2015-03-25

No less an investor than John “Jack” Bogle, creator of the highly popular commercial trading giant Vanguard, is giving the exchange traded fund a run for its running. Mr. Bogle does not question that the ETF is one of the greatest innovations of the modern investment world. The question that he has is whom the innovation is actually working for.

As a creator of exotic investment tools, Mr. Bogle is no stranger to the effects of so-called “easier ways to invest.” Mr. Bogle says that ETF is there to serve the brokers and traders of Wall Street rather than individuals who are looking for easier ways to trade groups of equities, bond or commodities.

There is no doubt that the exchange traded fund is a highly popular investment tool for quite a few reasons, the foremost of them being that individuals can now easily trade blocks of investments at once. No one has to wait on the long-term landscape of a mutual fund in order to invest in baskets with an ETF.

However, as Mr. Bogle sees it, this increased volume in trading is only truly helping the people who directly benefit off of trading commissions. It has also opened up the market to short-term traders who create more volatility in the marketplace, destroying the viability of long-term traders who are looking to invest in solid companies.

His comments seemed to fly in the face of the company he founded – Vanguard currently holds around 16% of its own assets in exchange traded funds. However, he says that he actually turned down the opportunity to create an ETF based against the Vanguard 500 in 1993. The idea was then pitched to State Street, who turned it into SPDR, one of the largest ETFs in existence today.

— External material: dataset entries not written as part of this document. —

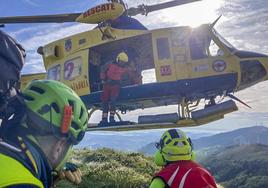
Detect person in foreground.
[150,129,217,188]
[0,80,88,188]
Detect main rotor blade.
[127,0,201,16]
[147,0,201,13]
[0,13,81,24]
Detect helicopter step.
[87,100,238,131]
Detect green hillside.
[57,149,158,188]
[57,145,268,188]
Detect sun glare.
[162,0,223,27]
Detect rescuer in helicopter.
[100,52,130,125]
[0,80,88,188]
[150,129,217,188]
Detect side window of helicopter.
[64,57,82,80]
[47,65,61,80]
[156,38,170,60]
[208,40,224,57]
[189,34,208,60]
[240,60,267,86]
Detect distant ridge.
[193,126,268,150]
[139,126,268,155]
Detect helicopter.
[0,0,268,131]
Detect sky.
[0,0,268,135]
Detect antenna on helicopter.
[210,15,222,28]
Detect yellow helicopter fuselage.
[21,24,268,114]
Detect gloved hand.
[59,162,82,184]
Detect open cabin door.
[188,27,239,79]
[152,29,177,82]
[88,33,154,93]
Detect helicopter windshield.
[212,28,236,52]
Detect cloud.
[22,0,40,7]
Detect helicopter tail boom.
[0,13,81,24]
[128,0,201,16]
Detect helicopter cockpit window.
[212,29,236,52]
[189,31,208,60]
[47,65,61,80]
[64,57,82,80]
[156,38,170,60]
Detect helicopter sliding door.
[152,29,177,82]
[88,33,154,92]
[187,26,239,92]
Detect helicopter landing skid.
[87,100,238,131]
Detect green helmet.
[155,129,193,166]
[22,80,88,144]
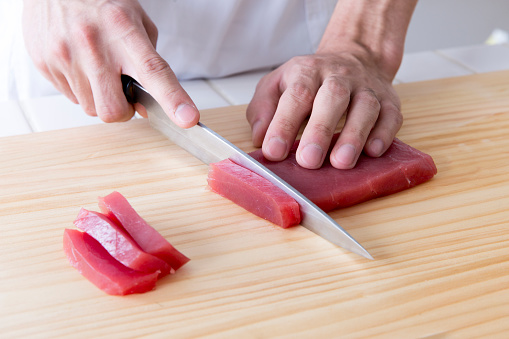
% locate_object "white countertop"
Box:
[0,44,509,137]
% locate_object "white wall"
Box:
[405,0,509,53]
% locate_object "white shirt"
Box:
[0,0,336,100]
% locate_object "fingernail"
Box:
[300,144,323,168]
[251,120,263,144]
[369,139,384,157]
[335,144,355,167]
[267,137,286,160]
[175,104,196,124]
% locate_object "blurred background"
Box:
[405,0,509,53]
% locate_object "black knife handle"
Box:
[121,74,136,104]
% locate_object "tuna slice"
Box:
[209,134,437,225]
[208,159,300,228]
[74,208,172,277]
[250,135,437,211]
[64,229,158,295]
[99,192,189,270]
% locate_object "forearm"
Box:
[317,0,417,78]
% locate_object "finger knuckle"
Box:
[355,89,380,111]
[287,80,315,104]
[73,22,100,50]
[308,122,336,138]
[96,104,124,123]
[48,40,72,67]
[384,105,403,129]
[322,77,350,98]
[141,55,170,76]
[275,117,300,134]
[101,2,134,31]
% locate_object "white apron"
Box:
[0,0,336,101]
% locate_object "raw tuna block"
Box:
[74,208,172,277]
[64,229,158,295]
[250,135,437,211]
[208,159,300,228]
[99,192,189,270]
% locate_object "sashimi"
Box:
[208,134,437,224]
[208,159,300,228]
[250,135,437,211]
[64,229,158,295]
[74,208,172,277]
[99,192,189,270]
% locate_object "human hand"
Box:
[246,49,403,169]
[23,0,199,128]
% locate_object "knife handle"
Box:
[120,74,136,104]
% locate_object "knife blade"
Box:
[122,75,373,259]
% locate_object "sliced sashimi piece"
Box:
[99,192,189,270]
[74,208,172,277]
[250,135,437,211]
[64,229,158,295]
[208,159,301,228]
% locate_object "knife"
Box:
[122,75,373,259]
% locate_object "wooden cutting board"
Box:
[0,72,509,338]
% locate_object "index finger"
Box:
[123,30,200,128]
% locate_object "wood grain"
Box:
[0,72,509,338]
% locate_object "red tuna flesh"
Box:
[208,159,300,228]
[64,229,158,295]
[250,135,437,211]
[99,192,189,270]
[74,208,172,277]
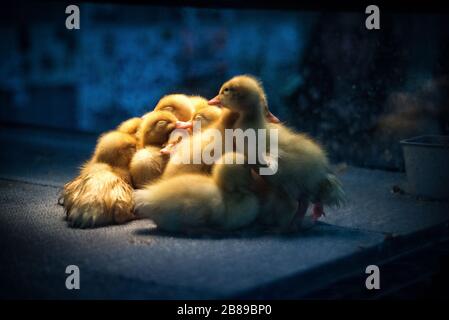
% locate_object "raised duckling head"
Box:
[137,111,178,147]
[93,131,137,168]
[154,94,194,121]
[209,75,279,123]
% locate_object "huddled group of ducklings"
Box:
[61,75,345,232]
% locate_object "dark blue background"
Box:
[0,3,449,170]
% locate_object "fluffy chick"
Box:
[61,131,137,228]
[134,153,259,232]
[130,111,178,188]
[154,94,194,121]
[209,75,344,226]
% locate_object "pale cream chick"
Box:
[130,111,178,188]
[154,94,194,121]
[61,131,137,228]
[209,76,344,225]
[117,117,142,134]
[163,107,236,177]
[134,153,259,232]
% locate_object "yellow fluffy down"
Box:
[62,163,134,228]
[129,146,168,189]
[266,124,345,206]
[134,154,259,232]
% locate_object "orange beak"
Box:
[267,111,281,123]
[175,121,193,129]
[159,143,176,155]
[207,95,221,107]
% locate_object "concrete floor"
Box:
[0,126,449,299]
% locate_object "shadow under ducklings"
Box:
[132,216,320,240]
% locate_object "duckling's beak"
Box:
[207,95,221,107]
[267,111,281,123]
[159,143,176,155]
[176,121,193,129]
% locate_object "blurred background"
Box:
[0,2,449,170]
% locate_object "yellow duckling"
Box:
[134,153,259,232]
[209,76,344,226]
[116,117,142,134]
[130,111,178,188]
[61,131,137,228]
[154,94,194,121]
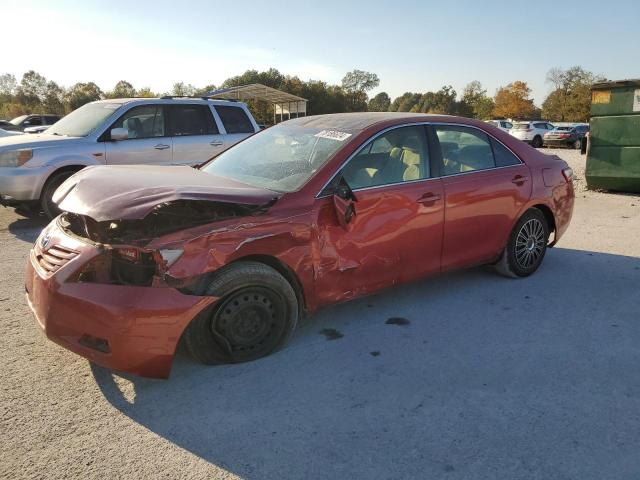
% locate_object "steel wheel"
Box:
[515,218,546,268]
[211,287,286,362]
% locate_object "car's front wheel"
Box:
[531,135,542,148]
[184,262,298,364]
[495,208,549,278]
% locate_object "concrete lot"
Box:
[0,150,640,480]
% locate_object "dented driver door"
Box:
[314,178,444,303]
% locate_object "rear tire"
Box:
[184,262,298,365]
[531,135,542,148]
[495,208,549,278]
[40,172,76,219]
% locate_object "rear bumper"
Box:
[0,167,49,203]
[25,223,217,378]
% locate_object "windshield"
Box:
[202,123,351,192]
[47,103,122,137]
[9,115,29,125]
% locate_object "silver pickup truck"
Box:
[0,97,259,218]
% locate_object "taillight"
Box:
[562,167,573,183]
[118,247,140,262]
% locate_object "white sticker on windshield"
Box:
[314,130,351,142]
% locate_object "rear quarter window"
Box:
[215,105,254,133]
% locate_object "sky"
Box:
[0,0,640,105]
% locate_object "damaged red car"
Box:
[26,113,574,377]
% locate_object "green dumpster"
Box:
[586,79,640,192]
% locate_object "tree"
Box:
[170,82,196,97]
[367,92,391,112]
[493,80,535,118]
[136,87,158,98]
[105,80,137,98]
[16,70,47,110]
[462,80,494,120]
[64,82,102,112]
[42,81,65,115]
[542,67,604,122]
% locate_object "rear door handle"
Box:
[418,192,442,205]
[511,175,529,186]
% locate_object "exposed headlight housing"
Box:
[0,148,33,167]
[160,248,184,267]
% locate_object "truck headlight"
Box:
[0,148,33,167]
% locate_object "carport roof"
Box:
[207,83,307,104]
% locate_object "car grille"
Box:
[34,244,78,274]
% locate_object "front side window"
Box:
[111,105,165,139]
[47,102,122,137]
[215,105,253,133]
[434,125,496,175]
[342,126,430,190]
[169,105,218,137]
[202,123,353,192]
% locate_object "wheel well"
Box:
[531,203,556,233]
[232,255,307,314]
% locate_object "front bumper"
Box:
[0,167,50,203]
[25,224,217,378]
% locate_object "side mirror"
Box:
[110,128,129,140]
[333,177,358,228]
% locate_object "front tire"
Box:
[184,262,298,365]
[531,135,542,148]
[495,208,549,278]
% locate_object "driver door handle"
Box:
[418,192,442,205]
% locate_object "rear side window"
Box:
[215,105,253,133]
[169,105,218,137]
[491,138,522,167]
[434,126,496,175]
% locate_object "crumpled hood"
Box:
[53,165,279,222]
[0,133,84,152]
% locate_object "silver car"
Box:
[0,97,259,217]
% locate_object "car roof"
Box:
[285,112,458,132]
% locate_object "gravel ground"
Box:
[0,150,640,480]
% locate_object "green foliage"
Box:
[367,92,391,112]
[462,80,494,120]
[542,67,604,122]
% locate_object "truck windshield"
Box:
[202,123,351,192]
[47,103,122,137]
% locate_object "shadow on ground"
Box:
[87,248,640,479]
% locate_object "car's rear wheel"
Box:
[184,262,298,364]
[40,171,75,219]
[495,208,549,278]
[531,135,542,148]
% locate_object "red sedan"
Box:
[26,113,574,377]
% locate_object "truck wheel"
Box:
[531,135,542,148]
[495,208,549,278]
[184,262,298,364]
[40,171,76,219]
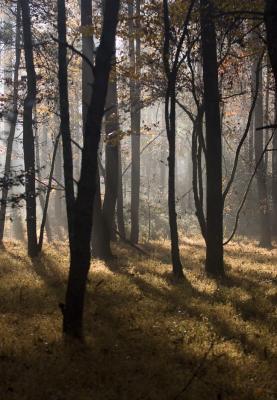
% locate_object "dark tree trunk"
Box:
[117,144,126,240]
[58,0,75,247]
[80,0,94,128]
[38,133,60,252]
[128,0,141,243]
[63,0,120,338]
[0,4,21,244]
[191,111,207,241]
[265,0,277,238]
[200,0,224,277]
[20,0,38,257]
[91,168,113,260]
[53,141,66,234]
[34,106,52,244]
[103,68,120,240]
[163,0,184,280]
[254,60,271,248]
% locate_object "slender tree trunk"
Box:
[128,0,141,243]
[63,0,120,338]
[117,147,126,240]
[53,141,63,237]
[254,59,271,248]
[81,0,112,260]
[103,64,120,240]
[165,83,184,280]
[34,106,52,244]
[20,0,38,257]
[0,4,21,244]
[58,0,75,247]
[38,133,60,248]
[200,0,224,277]
[163,0,184,280]
[265,0,277,235]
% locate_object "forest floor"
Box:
[0,238,277,400]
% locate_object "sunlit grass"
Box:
[0,238,277,400]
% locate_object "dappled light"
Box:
[0,239,277,400]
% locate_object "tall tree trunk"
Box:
[60,0,120,338]
[34,106,52,244]
[103,64,120,240]
[254,58,271,248]
[163,0,184,280]
[128,0,141,243]
[265,0,277,234]
[20,0,38,257]
[0,4,21,244]
[117,143,126,240]
[81,0,112,259]
[200,0,224,277]
[58,0,75,247]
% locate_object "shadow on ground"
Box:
[0,242,277,400]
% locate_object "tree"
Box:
[253,53,271,248]
[19,0,38,257]
[163,0,194,280]
[61,0,120,338]
[0,3,21,244]
[128,0,141,243]
[264,0,277,232]
[200,0,224,277]
[57,0,75,247]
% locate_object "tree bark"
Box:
[200,0,224,277]
[63,0,120,338]
[128,0,141,243]
[0,3,21,244]
[254,57,272,248]
[58,0,75,247]
[265,0,277,234]
[117,143,126,240]
[20,0,38,257]
[103,67,120,240]
[163,0,184,280]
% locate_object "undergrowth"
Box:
[0,239,277,400]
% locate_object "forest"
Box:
[0,0,277,400]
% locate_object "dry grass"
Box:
[0,240,277,400]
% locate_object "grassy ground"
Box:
[0,241,277,400]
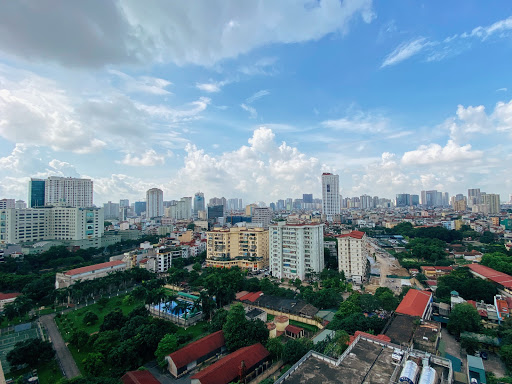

The chief executive of Blackrock, Larry Fink, seems to agree with Mr. Bogle. Mr. Fink does not hold exchange traded funds in high esteem, especially leveraged ETF’s. He ascribes to them the same structural problems that options had when they blew up the market in 2008.

There are, of course, plenty of dissenters to this opinion. One of them would actually seem to be the current leadership at Vanguard – the company remains the third largest provider of ETFs globally by assets in the investment world.